Wednesday 7 August 2013

Suarez interview - Football is a lie

‘Football is a lie’ - Rafael Benitez

Liverpool’s former manager has come up with some interesting quotes down the years. Priests on mountains of sugar, white liquid in bottles etc but his notion that the beautiful game is fictitious might just be his best. It certainly rings true during these arduous summer breaks. These hot, tedious months where the focus shifts from the football pitch to Jim White, agents and Twitter.

No doubt everyone has seen Luis Suarez’s interview with Sid Lowe by now.  In it, the want away striker essentially laid his cards on the table for all to see, inviting criticism and scorn in doing so. In isolation this interview makes little difference, but as Benitez’s quote suggests, in football perception means more than reality.

The Uruguayan has more or less begged Liverpool to release his shackles and allow him to scamper down to London to fulfil his dreams. It’s angered Liverpool fans, naturally. It’s given hope to Arsenal fans. But what else has it done? Precious little. What he said to Sid Lowe he will have undoubtedly said to Brendan Rodgers and Ian Ayre already. For every ‘extraordinary’ interview like this one, you must look past the headline grabbing quotes and try to discern what the reality of the situation is.

Let me go: Suarez is desperate to leave Liverpool 
People seem keen to push the notion that because Suarez has publicly slammed Liverpool and revealed his intention to vacate the north west that there has been some seismic shift in the landscape of this transfer fiasco. There hasn’t been. What this interview shows is desperation.

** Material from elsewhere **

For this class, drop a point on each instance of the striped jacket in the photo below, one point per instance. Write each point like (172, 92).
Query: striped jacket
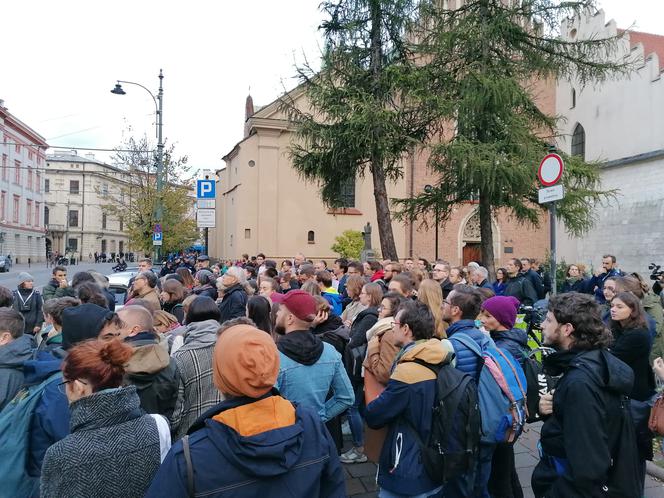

Early in the summer Suarez made passes at Real Madrid as regularly as he sipped mate from his omnipresent flask. Unfortunately for Suarez, as things stand Madrid have their eyes locked on a more attractive target and are paying him little attention. If Suarez wants to leave Liverpool this summer then right now his only option is to move to a team who are not yet guaranteed Champions League football and whose potential for winning that competition or the Premier League are remote at best.

He has cited his desire for Champions League football as his motivating factor for wanting to leave Liverpool and says people should accept this. The truth is, Liverpool’s supporters do accept this. They yearn for the same thing. Had Madrid rocked up and tabled an acceptable bid for the player, fans would have waved him off with regret but also understanding. The problem is that Arsenal, while not a local rival as Suarez correctly points out in his interview, are the team that Liverpool must catch this season and their offer undersells Suarez by a long way in today’s ridiculous market.

So why now? Why alienate the supporters who, as recently as this weekend, still had his back and chanted his name? Why threaten to take the club that have supported him so often to court? Why bring all this on himself? Again, we arrive back at desperation.

At war: Brendan Rodgers and Arsene Wenger 
Arsenal’s farcical £40m plus £1 bid came a long time ago now. It was rejected out of hand by Liverpool. It isn’t Suarez’s value and that apart, it was downright antagonistic. Arsene Wenger wants this saga to be completed ‘amicably’ but it was that childish bid that started a war of words between the two clubs and probably strengthened Liverpool's resolve to keep the player from the Gunners' clutches. If this transfer does end up in a court, one wonders what would be made of Arsenal’s extraordinarily specific bid. But I digress, back to Suarez. He claims he has a £40m release clause. He claims to have the PFA’s backing. He claims that he will hand in a transfer request. Once more, football is a lie.

Either that clause is fictional or his ‘super agent’ Pere Guardiola is, well, a little bit silly. If that clause is set in stone then Liverpool had no right to reject Arsenal’s bid. Guardiola, being a ‘super agent’ and all that jazz, presumably would know this. He’d have threatened Liverpool with legal action the moment he got wind of that offer being rejected. Liverpool insist no such clause exists and reading between the lines, it seems they are correct. If they weren’t then this transfer would have either been completed or would be being played out in a court room by now.

Suarez and Guardiola are obviously frustrated with Liverpool's resistance to the transfer (though, not frustrated enough to wave a ‘loyalty' bonus by submitting a transfer request just yet) and making the player’s position at Liverpool untenable by burning his bridges on the pages of the Guardian newspaper seems like a desperate roll of the dice to apply additional pressure to FSG and Liverpool Football Club. Moaning, whining and telling the world how you are a slave to a club that have gone back on their word are not the actions of people in control of a situation like this.

Assuming no clause exists then Suarez can conduct as many Twitter crashing interviews as he wants but his situation changes little. Liverpool value the player in excess of £50m and don’t want to sell him to the team they have in their crosshairs. Stalemate. If FSG stick to their plan and refuse to send Suarez down south then Suarez must hope that a team from abroad make a bid for his services or prepare his next move. That would be threatening to strike, ala Carlos Tevez. To do that in World Cup year, aged 26 would take some real bottle and stupidity but nothing can be ruled out. Words mean little anymore. Football is just a lie.